In un
bosco, un
contadino e una
persona di città non vedono le stesse cose: la loro percezione del luogo in cui si trovano è completamente
differente. Ciò è ancor più valido
nell’arte, dove è possibile vedere solo ciò che già si conosce. Nell’arte, infatti, le opere si sottraggono al loro destino di
semplice immagine. Ed è per questo motivo che, spesso, per comprendere un’opera
non basta guardarla, anche se la osserviamo a lungo. L’arte non è un
gioco a ostacoli: siamo noi osservatori a essere viziati dal
‘piattume’ della
società dell’immagine, la quale pretende che tutto sia rappresentabile, immediatamente fruibile, facilmente comprensibile. E questo accade non solo nel campo
dell’arte, ma anche in tutti gli altri settori della conoscenza: ci sentiamo tutti
medici, giudici, allenatori di calcio, attori e
maestri di scuola. Invece, non siamo nulla di tutto ciò. E questo abbassa notevolmente la
qualità del pensiero critico, che non è affatto
‘omologabile’. Non basta osservare un’opera d’arte con gli
occhi, dimenticando che è il
cervello l’organo che ci permette di ammirarla. E anche il
cuore, la passione e le nostre
sensazioni giocano un loro ruolo. Anche se è vero che il
gusto artistico è
relativo, ci sono alcune caratteristiche delle opere d’arte che possono essere considerate una
‘misura’, al fine di valutare senza troppe approssimazioni la capacità di un artista di
comunicare il significato del suo lavoro. Per questo motivo, persino la
critica viene da alcuni considerata
un’arte a sé stante. Ogni critico utilizza un approccio differente, ma esiste un vero e proprio
‘protocollo’ definito per criticare le opere d’arte.

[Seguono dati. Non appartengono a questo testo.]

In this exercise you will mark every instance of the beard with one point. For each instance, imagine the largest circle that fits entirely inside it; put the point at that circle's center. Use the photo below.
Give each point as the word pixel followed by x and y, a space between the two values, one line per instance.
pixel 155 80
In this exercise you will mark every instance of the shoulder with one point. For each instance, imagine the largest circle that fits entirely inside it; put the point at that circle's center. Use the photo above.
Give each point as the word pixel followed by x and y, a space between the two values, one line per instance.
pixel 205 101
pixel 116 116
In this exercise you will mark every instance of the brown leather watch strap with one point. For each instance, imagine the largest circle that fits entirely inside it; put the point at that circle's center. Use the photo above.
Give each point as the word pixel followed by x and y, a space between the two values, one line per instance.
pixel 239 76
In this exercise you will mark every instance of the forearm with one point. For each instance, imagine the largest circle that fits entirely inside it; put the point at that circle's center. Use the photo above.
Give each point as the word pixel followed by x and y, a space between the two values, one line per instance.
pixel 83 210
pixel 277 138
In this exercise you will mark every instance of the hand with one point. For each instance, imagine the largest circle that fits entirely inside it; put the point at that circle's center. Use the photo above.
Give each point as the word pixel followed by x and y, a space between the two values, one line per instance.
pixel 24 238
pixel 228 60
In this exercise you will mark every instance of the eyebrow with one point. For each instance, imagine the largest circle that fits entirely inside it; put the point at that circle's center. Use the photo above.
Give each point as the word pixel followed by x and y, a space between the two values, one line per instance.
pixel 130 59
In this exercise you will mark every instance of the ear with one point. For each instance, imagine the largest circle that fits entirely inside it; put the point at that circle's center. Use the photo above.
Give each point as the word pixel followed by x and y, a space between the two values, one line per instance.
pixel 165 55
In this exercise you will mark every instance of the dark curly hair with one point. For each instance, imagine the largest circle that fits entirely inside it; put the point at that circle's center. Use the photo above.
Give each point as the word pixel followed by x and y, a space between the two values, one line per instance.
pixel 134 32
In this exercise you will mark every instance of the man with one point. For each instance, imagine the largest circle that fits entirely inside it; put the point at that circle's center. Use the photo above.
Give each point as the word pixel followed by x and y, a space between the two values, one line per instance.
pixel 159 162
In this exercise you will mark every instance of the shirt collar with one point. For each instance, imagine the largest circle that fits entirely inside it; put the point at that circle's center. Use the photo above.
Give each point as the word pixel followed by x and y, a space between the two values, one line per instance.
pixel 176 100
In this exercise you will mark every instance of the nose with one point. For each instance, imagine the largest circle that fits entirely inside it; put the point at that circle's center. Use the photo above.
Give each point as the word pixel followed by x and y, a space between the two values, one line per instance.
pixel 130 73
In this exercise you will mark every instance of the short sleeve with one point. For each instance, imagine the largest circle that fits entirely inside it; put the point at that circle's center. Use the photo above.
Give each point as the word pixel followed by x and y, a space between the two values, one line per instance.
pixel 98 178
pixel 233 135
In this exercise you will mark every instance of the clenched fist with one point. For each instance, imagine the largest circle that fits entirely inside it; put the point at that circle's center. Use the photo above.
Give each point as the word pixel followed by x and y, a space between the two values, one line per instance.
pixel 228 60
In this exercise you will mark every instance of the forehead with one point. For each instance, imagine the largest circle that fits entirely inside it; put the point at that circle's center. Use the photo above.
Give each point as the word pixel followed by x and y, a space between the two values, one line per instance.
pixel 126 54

E non è affatto necessario essere un
curatore museale o uno
storico dell’arte, per valutare criticamente una
rassegna o una
mostra qualsiasi. Innanzitutto, perché un punto di vista
‘esterno’ risulta quasi sempre
più credibile per il suo
distacco, che aumenta la
razionalità del giudizio, anche quando l’opera è già immediatamente notevole di per sé, oppure ne risulta largamente riconosciuta la
validità. In secondo luogo, la
critica presa nel suo complesso, includendo cioè anche le
recensioni teatrali o
letterarie che, per esempio, spesso leggiamo sul presente
sito web di
approfondimento, seguono alcune
‘coordinate’ che sarebbe sempre bene usare come
strumenti, o
‘rudimenti’ fondamentali e che si possono riassumere nei seguenti punti:
a) descrizione dell'opera;
b) analisi tecnica;
c) interpretazione;
d) breve storia dell’artista o del periodo in cui egli generò la sua opera;
e) appartenenza a un
‘filone culturale’ preciso dell’artista e spiegarne, anche sommariamente, le caratteristiche;
f) influenze culturali o artistiche;
g) descrizione di alcuni dettagli minimali e di come essi si amalgamano insieme ad altri o nell’opera complessiva. Insomma, anche
l’arte è un qualcosa che bisogna
saper osservare, per presentarne una critica. Non si tratta del semplice
giudizio di chi nella vita
non fa nulla di artistico. Criticare – e ciò vale anche negli altri campi – non significa rimanere seduti sulla
‘scala di astrazione’ senza far niente. Anche perché si rischia di
scrivere o di
affermare sempre le stesse
banali fissità, poiché anche la
critica corre il pericolo di
schematizzarsi diventando
ideologia, totalità dottrinaria, in una parola:
dogma. Insomma,
l’arte rimane un momento di
pura soggettività dell’artista. E ogni artista bisogna saperlo
‘leggere’, anche quando non ci piace. Perché bisogna per lo meno sapere di cosa si sta parlando, quando si
critica un’opera o un
artista qualsiasi. Ed è questa la vera difficoltà della
critica, anche se ciò non riguarda, ovviamente, soltanto il nostro Paese, per fortuna.